Locally, the first cancellations came down March 12, the day Maine announced its first presumptive positive case of COVID-19. Over the next 48 hours, organizers of college tournaments, road races, youth championships and even the Great Harbor Shootout had pulled the plug on their respective events.
The Maine Principals’ Association, though, initially decided to postpone the start of spring practices from March 30 to April 27 rather than cancel the season altogether. Yet on April 8, the MPA came forth with the announcement that many feared would come: Spring sports were a no-go.
The cancellation of the spring season was one of just many lost rites of passage during a very difficult period locally and worldwide. With no athletic events to which it could turn, the MDI sports community lost out on a needed distraction during a time of isolation.

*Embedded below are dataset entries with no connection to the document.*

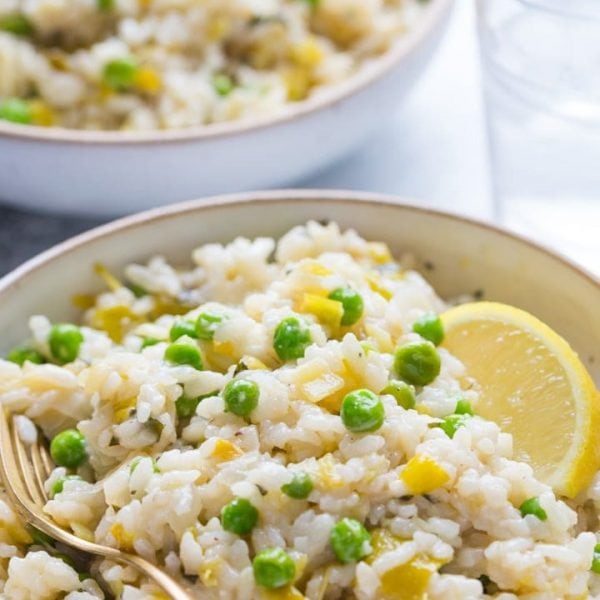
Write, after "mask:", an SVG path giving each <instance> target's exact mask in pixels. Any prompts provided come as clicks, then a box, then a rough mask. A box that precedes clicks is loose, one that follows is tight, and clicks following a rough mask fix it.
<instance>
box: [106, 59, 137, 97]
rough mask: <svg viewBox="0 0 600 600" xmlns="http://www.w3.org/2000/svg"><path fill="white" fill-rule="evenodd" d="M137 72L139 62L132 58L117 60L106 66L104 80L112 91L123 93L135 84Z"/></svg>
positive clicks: (106, 64)
mask: <svg viewBox="0 0 600 600" xmlns="http://www.w3.org/2000/svg"><path fill="white" fill-rule="evenodd" d="M137 70H138V66H137V62H136V61H135V60H134V59H133V58H132V57H128V58H116V59H115V60H111V61H110V62H108V63H106V65H105V66H104V71H103V72H102V80H103V81H104V83H106V85H108V86H109V87H111V88H112V89H114V90H117V91H123V90H126V89H127V88H130V87H131V86H132V85H133V84H134V82H135V76H136V73H137Z"/></svg>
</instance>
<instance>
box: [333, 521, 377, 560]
mask: <svg viewBox="0 0 600 600" xmlns="http://www.w3.org/2000/svg"><path fill="white" fill-rule="evenodd" d="M370 541H371V536H370V535H369V532H368V531H367V530H366V529H365V528H364V526H363V524H362V523H360V522H359V521H357V520H356V519H348V518H344V519H341V520H340V521H338V522H337V523H336V524H335V526H334V527H333V529H332V530H331V533H330V535H329V543H330V544H331V548H332V549H333V553H334V554H335V555H336V557H337V559H338V560H339V561H340V562H343V563H349V562H354V561H357V560H360V559H361V558H364V557H365V556H367V555H368V554H370V553H371V550H370V549H369V542H370Z"/></svg>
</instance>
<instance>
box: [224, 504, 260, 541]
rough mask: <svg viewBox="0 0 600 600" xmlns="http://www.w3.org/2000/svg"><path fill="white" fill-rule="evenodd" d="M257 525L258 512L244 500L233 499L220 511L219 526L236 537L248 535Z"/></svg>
mask: <svg viewBox="0 0 600 600" xmlns="http://www.w3.org/2000/svg"><path fill="white" fill-rule="evenodd" d="M257 523H258V510H256V507H255V506H254V505H253V504H252V503H251V502H250V500H247V499H246V498H235V499H234V500H232V501H231V502H230V503H229V504H226V505H225V506H224V507H223V509H222V510H221V525H223V529H225V530H226V531H231V532H232V533H236V534H237V535H246V534H247V533H250V532H251V531H252V530H253V529H254V527H256V524H257Z"/></svg>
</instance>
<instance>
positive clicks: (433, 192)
mask: <svg viewBox="0 0 600 600" xmlns="http://www.w3.org/2000/svg"><path fill="white" fill-rule="evenodd" d="M477 58H478V57H477V47H476V34H475V23H474V10H473V3H472V2H470V1H469V0H456V5H455V9H454V14H453V17H452V20H451V22H450V26H449V28H448V31H447V34H446V36H445V39H444V40H443V42H442V44H441V46H440V48H439V51H438V53H437V54H436V56H435V57H434V59H433V61H432V63H431V65H430V67H429V69H428V70H427V71H426V73H424V75H423V77H422V78H421V80H420V81H419V82H418V84H417V86H416V87H415V89H414V90H413V92H412V93H411V94H410V96H409V97H408V99H407V101H406V103H405V104H403V105H402V106H401V107H399V109H398V112H397V115H396V117H395V119H394V121H393V123H392V124H391V125H390V124H386V130H385V131H383V132H381V133H379V134H378V135H376V136H375V137H374V138H373V139H371V140H370V141H369V142H368V143H367V144H366V145H365V146H364V147H363V148H362V149H360V150H359V151H358V152H356V153H355V154H353V155H351V156H350V157H348V158H347V159H346V160H344V161H343V162H342V163H340V164H338V165H336V166H335V167H333V168H332V169H330V170H328V171H326V172H324V173H321V174H320V175H318V176H316V177H313V178H311V179H310V180H308V181H306V182H304V183H303V185H305V186H307V187H338V188H348V189H360V190H371V191H377V192H389V193H395V194H400V195H402V196H408V197H411V198H415V199H418V200H420V201H422V202H423V203H424V204H427V205H429V206H435V207H439V208H444V209H447V210H452V211H456V212H461V213H466V214H469V215H472V216H476V217H479V218H486V219H489V218H491V216H492V215H491V197H490V192H489V176H488V164H487V157H486V152H487V151H486V145H485V136H484V123H483V106H482V97H481V85H480V78H479V64H478V60H477Z"/></svg>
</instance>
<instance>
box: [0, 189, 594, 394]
mask: <svg viewBox="0 0 600 600" xmlns="http://www.w3.org/2000/svg"><path fill="white" fill-rule="evenodd" d="M310 219H332V220H336V221H337V222H339V223H340V225H341V226H342V227H344V228H347V227H353V228H355V229H356V230H358V231H359V232H360V233H361V234H362V235H364V236H365V237H367V238H370V239H376V240H383V241H385V242H387V243H388V244H389V245H390V247H391V249H392V250H393V251H394V252H395V253H401V252H406V251H409V252H412V253H414V255H415V256H416V257H417V265H418V266H419V268H420V270H422V271H423V272H424V274H425V276H426V277H427V278H428V279H429V281H430V282H431V283H432V284H433V286H434V287H435V289H436V290H437V291H438V293H439V294H441V295H442V296H445V297H451V296H455V295H458V294H463V293H473V292H476V291H477V290H481V291H482V292H483V294H484V297H485V298H486V299H492V300H498V301H501V302H507V303H510V304H513V305H515V306H519V307H521V308H524V309H525V310H528V311H530V312H531V313H533V314H534V315H536V316H538V317H539V318H541V319H542V320H543V321H545V322H546V323H548V324H549V325H550V326H552V327H553V328H555V329H556V330H557V331H559V332H560V333H561V334H563V335H564V336H565V338H566V339H567V340H568V341H569V342H570V343H571V344H572V346H573V347H574V348H575V349H576V350H577V351H578V352H579V354H580V356H581V358H582V360H583V361H584V363H585V364H586V365H587V367H588V368H589V370H590V371H591V373H592V375H593V377H594V378H595V380H596V383H598V384H600V312H598V306H600V280H598V279H597V278H595V277H593V276H592V275H590V274H588V273H585V272H584V271H582V270H581V269H579V268H578V267H576V266H574V265H573V264H571V263H569V262H568V261H566V260H565V259H564V258H561V257H560V256H558V255H556V254H553V253H552V252H550V251H548V250H546V249H544V248H542V247H540V246H537V245H535V244H533V243H531V242H529V241H527V240H525V239H523V238H520V237H517V236H515V235H513V234H510V233H507V232H505V231H503V230H501V229H497V228H495V227H491V226H489V225H486V224H483V223H480V222H477V221H473V220H469V219H465V218H461V217H458V216H454V215H450V214H447V213H443V212H438V211H434V210H427V209H424V208H419V207H416V206H412V205H410V204H406V203H403V202H402V201H401V200H400V199H399V198H393V197H385V196H379V195H374V194H364V193H351V192H331V191H329V192H325V191H275V192H267V193H254V194H252V193H251V194H244V195H234V196H222V197H216V198H207V199H203V200H197V201H192V202H187V203H183V204H179V205H175V206H171V207H167V208H162V209H158V210H154V211H149V212H146V213H142V214H140V215H136V216H133V217H128V218H125V219H122V220H120V221H115V222H114V223H111V224H109V225H105V226H103V227H100V228H98V229H94V230H92V231H90V232H88V233H85V234H83V235H80V236H78V237H76V238H73V239H72V240H70V241H67V242H65V243H63V244H61V245H59V246H56V247H55V248H53V249H51V250H49V251H47V252H45V253H44V254H41V255H40V256H38V257H36V258H34V259H32V260H30V261H29V262H27V263H26V264H24V265H23V266H22V267H20V268H18V269H17V270H15V271H13V272H12V273H11V274H9V275H7V276H6V277H5V278H4V279H2V280H1V281H0V331H2V336H0V355H3V354H4V353H5V352H6V351H7V350H8V349H9V348H10V347H12V346H13V345H15V344H17V343H20V342H22V341H23V339H25V338H27V337H28V331H27V320H28V318H29V316H31V315H32V314H40V313H41V314H47V315H48V316H49V317H50V318H51V319H53V320H65V319H68V320H72V319H77V313H76V311H75V309H74V307H73V305H72V304H71V297H72V295H73V294H75V293H81V292H90V291H100V289H102V288H101V282H100V281H99V280H98V277H97V276H96V275H94V274H93V270H92V265H93V264H94V263H95V262H96V261H102V262H103V263H105V264H106V265H107V266H108V267H109V268H110V269H111V270H114V271H115V272H119V271H120V270H121V269H122V267H123V266H124V265H125V264H126V263H129V262H131V261H139V260H144V259H146V258H148V257H149V256H151V255H153V254H156V253H160V254H163V255H165V256H167V257H168V258H169V259H171V260H173V261H175V262H188V261H189V260H190V259H189V255H190V251H191V249H192V248H194V247H196V246H198V245H200V244H203V243H206V242H215V241H219V242H227V241H229V240H232V239H233V238H235V237H236V236H239V235H242V236H250V237H253V236H258V235H268V236H279V235H280V234H282V233H284V232H285V231H286V230H288V229H289V228H290V227H292V226H294V225H298V224H301V223H304V222H306V221H307V220H310Z"/></svg>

“You look forward to things like sporting events because they help you heal a little bit,” MDI head baseball coach Andy Pooler told the Islander in April. “It’s hard because we don’t have them in a time where we need them to bring people together.”
Some local youth programs, such as Acadian Youth Sports and Acadia Fire Soccer Academy, resumed activities over the summer. But restrictions remained on workouts and activities at the high school level ahead of the new academic year.

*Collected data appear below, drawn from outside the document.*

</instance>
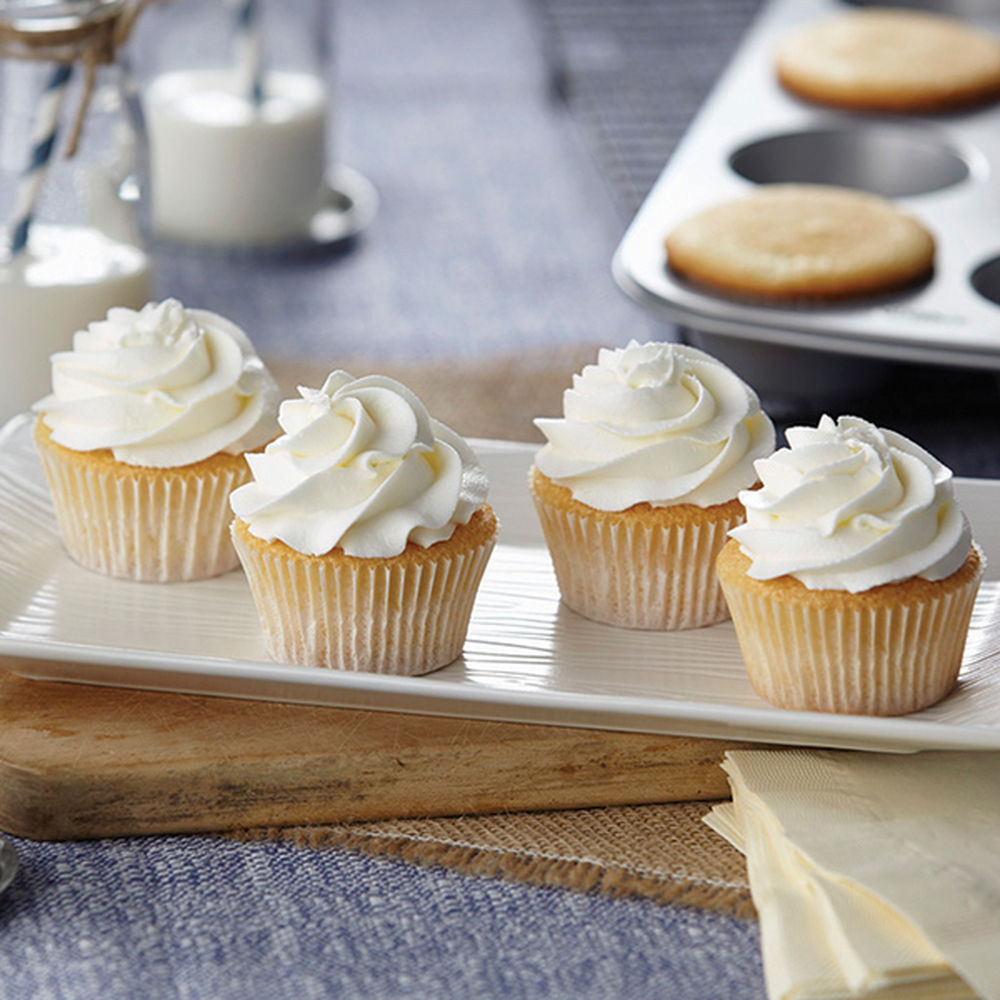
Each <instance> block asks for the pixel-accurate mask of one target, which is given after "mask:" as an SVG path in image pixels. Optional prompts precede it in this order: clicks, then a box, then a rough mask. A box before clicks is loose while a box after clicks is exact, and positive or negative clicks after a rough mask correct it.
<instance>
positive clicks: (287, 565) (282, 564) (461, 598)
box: [232, 525, 494, 675]
mask: <svg viewBox="0 0 1000 1000" xmlns="http://www.w3.org/2000/svg"><path fill="white" fill-rule="evenodd" d="M232 538H233V544H234V546H235V548H236V550H237V552H238V554H239V558H240V561H241V562H242V564H243V569H244V572H245V573H246V576H247V580H248V582H249V584H250V589H251V592H252V593H253V597H254V602H255V603H256V605H257V611H258V613H259V615H260V619H261V625H262V627H263V630H264V636H265V641H266V643H267V649H268V652H269V654H270V655H271V656H272V657H273V658H274V659H275V660H277V661H278V662H281V663H294V664H300V665H302V666H312V667H329V668H334V669H339V670H352V671H366V672H370V673H379V674H406V675H416V674H425V673H429V672H430V671H432V670H437V669H438V668H439V667H443V666H445V665H446V664H448V663H451V662H453V661H454V660H456V659H457V658H458V657H459V655H460V654H461V652H462V646H463V645H464V643H465V637H466V633H467V632H468V628H469V619H470V618H471V616H472V606H473V603H474V601H475V598H476V592H477V590H478V588H479V583H480V580H481V579H482V575H483V571H484V570H485V568H486V563H487V560H488V559H489V556H490V553H491V552H492V551H493V545H494V541H493V539H492V538H491V539H490V540H489V541H487V542H485V543H483V544H481V545H479V546H478V547H476V548H471V549H465V550H460V551H457V552H453V553H450V552H449V549H448V543H439V545H440V546H441V548H440V550H439V554H437V555H436V556H435V558H431V559H420V560H412V561H407V560H402V561H399V560H391V559H389V560H383V559H372V560H359V559H337V558H331V557H325V556H320V557H315V558H302V557H299V556H297V555H295V554H294V553H290V552H289V551H288V550H285V549H284V547H282V546H280V545H277V544H274V545H267V544H264V545H261V544H256V543H255V542H253V541H250V542H249V543H248V542H247V541H246V540H244V539H242V538H241V537H240V532H239V531H238V530H237V529H236V526H235V525H234V530H233V534H232ZM435 548H437V547H433V548H432V549H431V550H428V551H429V552H433V551H434V549H435Z"/></svg>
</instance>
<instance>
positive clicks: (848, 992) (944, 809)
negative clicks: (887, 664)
mask: <svg viewBox="0 0 1000 1000" xmlns="http://www.w3.org/2000/svg"><path fill="white" fill-rule="evenodd" d="M723 766H724V768H725V769H726V772H727V773H728V775H729V781H730V786H731V787H732V792H733V801H732V803H724V804H721V805H719V806H716V807H715V808H714V809H713V810H712V812H711V813H710V814H709V815H708V816H706V817H705V821H706V822H707V823H708V825H709V826H711V827H712V828H713V829H714V830H716V831H717V832H718V833H720V834H721V835H722V836H724V837H725V838H726V839H727V840H729V841H730V842H731V843H732V844H733V845H734V846H736V847H737V848H739V849H740V850H741V851H743V853H744V854H745V855H746V859H747V874H748V876H749V881H750V891H751V894H752V895H753V900H754V903H755V904H756V907H757V910H758V913H759V915H760V925H761V948H762V952H763V961H764V972H765V978H766V981H767V990H768V996H769V997H770V998H771V1000H813V998H816V1000H820V998H821V1000H835V998H840V997H857V996H864V997H899V998H907V1000H910V998H913V1000H923V998H928V1000H929V998H935V1000H936V998H948V1000H951V998H955V1000H958V998H966V997H983V998H985V1000H1000V754H994V753H953V752H944V753H921V754H913V755H902V754H899V755H897V754H873V753H857V752H840V751H821V750H774V751H771V750H735V751H730V752H729V753H727V754H726V760H725V763H724V764H723Z"/></svg>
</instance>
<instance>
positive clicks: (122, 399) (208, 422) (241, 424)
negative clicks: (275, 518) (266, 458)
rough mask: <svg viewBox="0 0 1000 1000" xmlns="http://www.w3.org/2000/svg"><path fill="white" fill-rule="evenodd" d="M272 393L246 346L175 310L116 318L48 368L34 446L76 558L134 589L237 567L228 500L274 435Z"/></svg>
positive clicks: (259, 360) (63, 530)
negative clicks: (45, 382) (256, 456)
mask: <svg viewBox="0 0 1000 1000" xmlns="http://www.w3.org/2000/svg"><path fill="white" fill-rule="evenodd" d="M277 401H278V390H277V387H276V385H275V383H274V380H273V379H272V378H271V375H270V374H269V373H268V371H267V369H266V368H265V367H264V365H263V364H262V363H261V361H260V359H259V358H258V357H257V355H256V353H255V352H254V349H253V346H252V345H251V343H250V341H249V340H248V339H247V336H246V334H245V333H244V332H243V331H242V330H241V329H240V328H239V327H237V326H236V325H235V324H233V323H231V322H229V320H226V319H223V317H221V316H217V315H215V314H214V313H211V312H206V311H204V310H200V309H185V308H184V307H183V306H182V305H181V303H180V302H178V301H177V300H176V299H167V300H166V301H164V302H161V303H158V304H154V303H150V304H149V305H146V306H145V307H143V308H142V309H141V310H138V311H136V310H134V309H124V308H117V309H112V310H111V311H110V312H109V313H108V315H107V319H104V320H100V321H98V322H95V323H91V324H90V326H88V327H87V329H86V330H81V331H79V332H78V333H76V334H75V335H74V337H73V349H72V350H70V351H63V352H60V353H58V354H54V355H53V356H52V393H51V394H50V395H48V396H46V397H45V398H44V399H41V400H39V401H38V402H37V403H36V404H35V406H34V410H35V411H36V412H37V414H38V419H37V421H36V424H35V444H36V446H37V449H38V454H39V456H40V458H41V462H42V467H43V469H44V471H45V477H46V480H47V481H48V484H49V488H50V491H51V493H52V501H53V505H54V507H55V515H56V523H57V526H58V529H59V533H60V536H61V538H62V541H63V544H64V546H65V548H66V551H67V552H68V553H69V555H70V557H71V558H72V559H74V560H75V561H76V562H78V563H79V564H80V565H81V566H85V567H86V568H87V569H90V570H94V571H96V572H99V573H104V574H106V575H109V576H116V577H124V578H127V579H131V580H148V581H157V582H172V581H180V580H197V579H200V578H203V577H211V576H217V575H218V574H220V573H225V572H228V571H229V570H231V569H234V568H235V567H236V566H237V565H238V561H237V558H236V553H235V551H234V550H233V546H232V543H231V542H230V540H229V531H228V527H229V520H230V514H229V502H228V501H229V494H230V493H231V492H232V491H233V490H234V489H235V488H236V487H237V486H239V485H241V484H242V483H244V482H246V481H247V480H248V479H249V476H250V472H249V469H248V467H247V464H246V460H245V459H244V457H243V455H244V453H245V452H247V451H249V450H252V449H254V448H260V447H262V446H263V445H264V444H265V443H266V442H267V441H268V440H269V439H270V438H271V437H273V436H274V434H275V432H276V430H277V428H276V426H275V422H274V421H275V415H276V409H277Z"/></svg>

With the arrival of the late-summer months, conversations began swirling as to the possibility of a fall 2020 season. After two months of back-and-forth between the MPA and state agencies and the postponement of the initial Aug. 17 start date for practices, the former announced Aug. 27 that it would be offering all fall activities.

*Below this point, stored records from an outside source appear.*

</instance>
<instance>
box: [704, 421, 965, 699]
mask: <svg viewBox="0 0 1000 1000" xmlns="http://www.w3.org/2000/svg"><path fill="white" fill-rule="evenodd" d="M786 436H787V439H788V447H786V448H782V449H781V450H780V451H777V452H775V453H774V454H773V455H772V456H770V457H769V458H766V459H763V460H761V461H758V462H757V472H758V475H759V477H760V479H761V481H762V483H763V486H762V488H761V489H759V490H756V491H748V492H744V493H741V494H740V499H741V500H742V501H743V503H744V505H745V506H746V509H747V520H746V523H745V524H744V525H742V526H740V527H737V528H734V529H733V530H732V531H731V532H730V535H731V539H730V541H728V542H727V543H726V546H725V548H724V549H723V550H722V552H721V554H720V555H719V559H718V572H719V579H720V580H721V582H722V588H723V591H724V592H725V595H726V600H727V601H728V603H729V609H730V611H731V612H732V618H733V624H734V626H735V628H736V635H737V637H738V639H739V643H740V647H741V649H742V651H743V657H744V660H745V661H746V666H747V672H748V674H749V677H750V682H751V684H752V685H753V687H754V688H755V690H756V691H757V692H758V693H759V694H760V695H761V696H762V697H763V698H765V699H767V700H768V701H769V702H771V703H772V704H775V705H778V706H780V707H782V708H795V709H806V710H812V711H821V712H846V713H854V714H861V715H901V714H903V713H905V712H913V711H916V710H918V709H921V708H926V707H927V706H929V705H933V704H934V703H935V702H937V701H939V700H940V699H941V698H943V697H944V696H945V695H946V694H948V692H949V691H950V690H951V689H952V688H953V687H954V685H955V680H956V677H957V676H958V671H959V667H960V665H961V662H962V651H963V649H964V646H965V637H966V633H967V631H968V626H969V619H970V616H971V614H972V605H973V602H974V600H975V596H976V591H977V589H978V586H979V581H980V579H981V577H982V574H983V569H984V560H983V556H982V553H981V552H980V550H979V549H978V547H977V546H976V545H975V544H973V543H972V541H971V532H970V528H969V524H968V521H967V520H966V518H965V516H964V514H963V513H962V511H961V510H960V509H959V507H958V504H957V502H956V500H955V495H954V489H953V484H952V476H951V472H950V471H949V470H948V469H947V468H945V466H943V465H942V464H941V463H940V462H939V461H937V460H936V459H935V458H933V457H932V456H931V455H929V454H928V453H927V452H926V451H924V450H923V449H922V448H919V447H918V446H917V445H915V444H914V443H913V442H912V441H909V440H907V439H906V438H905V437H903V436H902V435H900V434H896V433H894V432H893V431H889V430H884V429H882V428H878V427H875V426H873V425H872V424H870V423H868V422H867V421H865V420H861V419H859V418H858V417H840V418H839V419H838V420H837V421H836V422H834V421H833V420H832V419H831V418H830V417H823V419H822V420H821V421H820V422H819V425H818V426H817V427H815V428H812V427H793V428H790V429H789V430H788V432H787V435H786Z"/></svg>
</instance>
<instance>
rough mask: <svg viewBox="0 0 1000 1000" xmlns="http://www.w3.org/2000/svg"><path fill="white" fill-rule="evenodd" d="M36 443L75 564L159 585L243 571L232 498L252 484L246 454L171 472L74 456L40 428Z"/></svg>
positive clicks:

Five days later, though, Department of Health and Health and Human Services Commissioner Jeanne Lambrew and Governor Janet Mills wrote a letter to the MPA disapproving of the governing body’s plans for the fall season. In response, the MPA delayed the start of fall practices and removed traditional football and indoor volleyball from its list of offerings.
The resulting fall sports season was unrecognizable from those of years gone by. Football (7-on-7 format) and volleyball (played outdoors with players wearing masks) took on altered forms; the soccer playoffs and state championship cross-country meet were canceled; school districts were forced to postpone or cancel competitions as a result of potential COVID-19 exposure.
“I think the biggest thing we had to do in the fall was just be flexible,” MDI Athletic Director Bunky Dow told The American last month. “There was just so much changing every day, and you had to be willing to roll with it. Our kids and our coaches did a great job of that.”
Even if the winter sports season is allowed to continue, there will be more questions than answers as a new year begins. Athletes and coaches will be gathering in indoor settings that increase the risk of transmission, and they’ll be doing so at a time when the state’s seven-day average of new daily cases is more than 10 times what it was when the fall season began.
If 2020 has taught the world anything, it’s been resilience in the face of unprecedented developments. The flipping of the calendar itself won’t alleviate the challenges facing local athletics, but even if there are more restrictions and guidelines, players, coaches, fans, administrators and other sports aficionados will keep the faith and do whatever they can to get as close to the action as possible.
“It’s a tough place to be because you don’t know when it’s going to end,” Barker said. “The thing we’ve got to do is be prepared for when they tell us it’s good to go, but for the time being, we’ve got to keep fighting this virus and be diligent. We can’t let our guards down now.”